Running an 8.3 B-Parameter Neural Network on a Phone CPU: Inside LFM2-8B-A1B’s Sparse-Magic and On-Device Deployment Guide

“

“Mixture-of-Experts only lives in the cloud?”
Liquid AI just proved that idea wrong with a Samsung Galaxy S24 Ultra and a 2-second local reply.

1. Opening scene – why this model matters

It is 1 a.m. and you are still polishing a slide deck.
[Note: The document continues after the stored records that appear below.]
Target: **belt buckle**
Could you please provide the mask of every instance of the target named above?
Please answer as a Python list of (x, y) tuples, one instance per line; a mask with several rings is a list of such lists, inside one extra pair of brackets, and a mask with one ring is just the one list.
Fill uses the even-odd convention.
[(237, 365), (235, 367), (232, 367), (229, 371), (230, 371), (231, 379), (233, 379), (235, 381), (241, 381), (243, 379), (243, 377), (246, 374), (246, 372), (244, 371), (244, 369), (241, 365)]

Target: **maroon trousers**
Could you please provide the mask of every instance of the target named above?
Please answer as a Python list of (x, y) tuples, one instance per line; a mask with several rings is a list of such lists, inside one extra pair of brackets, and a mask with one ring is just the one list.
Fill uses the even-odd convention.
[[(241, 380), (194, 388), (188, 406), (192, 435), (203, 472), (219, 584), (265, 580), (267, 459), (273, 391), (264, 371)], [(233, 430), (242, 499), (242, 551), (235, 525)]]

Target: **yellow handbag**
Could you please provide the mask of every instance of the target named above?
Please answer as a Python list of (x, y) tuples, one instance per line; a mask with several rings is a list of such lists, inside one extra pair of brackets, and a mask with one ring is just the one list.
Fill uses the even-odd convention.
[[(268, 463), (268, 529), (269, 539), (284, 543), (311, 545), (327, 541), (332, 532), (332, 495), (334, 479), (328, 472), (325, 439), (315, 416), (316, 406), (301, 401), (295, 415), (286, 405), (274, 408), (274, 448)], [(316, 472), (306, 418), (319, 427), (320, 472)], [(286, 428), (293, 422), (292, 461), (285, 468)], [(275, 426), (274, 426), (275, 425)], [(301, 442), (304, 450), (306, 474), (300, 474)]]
A pop-up asks:
“Summarise this 200-page English PDF into ten Chinese bullets, please.”
Old routine: copy → cloud assistant → wait → pay.
New routine: press “Run” on your phone; two seconds later the answer is there – no Internet, no fee, no data leakage.
The engine behind the new routine is LFM2-8B-A1B, Liquid AI’s first on-device Mixture-of-Experts (MoE) model. Only 1.5 billion of its 8.3 billion parameters wake up per token, yet its quality sits in the 3–4 B dense-model bracket and it outruns the popular Qwen3-1.7 B on a mobile CPU.

Below you will find three things, all extracted strictly from the files Liquid AI and Marktechpost released on 7–11 October 2025:

How the sparse architecture keeps the phone cool.
Real speed charts on two consumer devices.
Copy-paste commands that start the model on a laptop, a GPU server or a phone within minutes.

No extra facts, no hype – just what the engineers published.

2. Eight billion weights in your pocket – the basic numbers

Item	Figure	What it means day-to-day
Total parameters	8.3 B	≈ 16.7 GB if you store every weight in float16
Active per token	1.5 B	Roughly the compute of a 1.5 B dense model
Context length	32 768 tokens	A 25-page paper fits in one shot
Vocabulary	65 536	Good for English, Chinese, code and six other languages
MoE block design	32 experts, top-4 gated	87.5 % of experts sleep while 4 work

Because most weights stay asleep, RAM bandwidth and battery drain grow with the 1.5 B active path, not with the 8.3 B total capacity.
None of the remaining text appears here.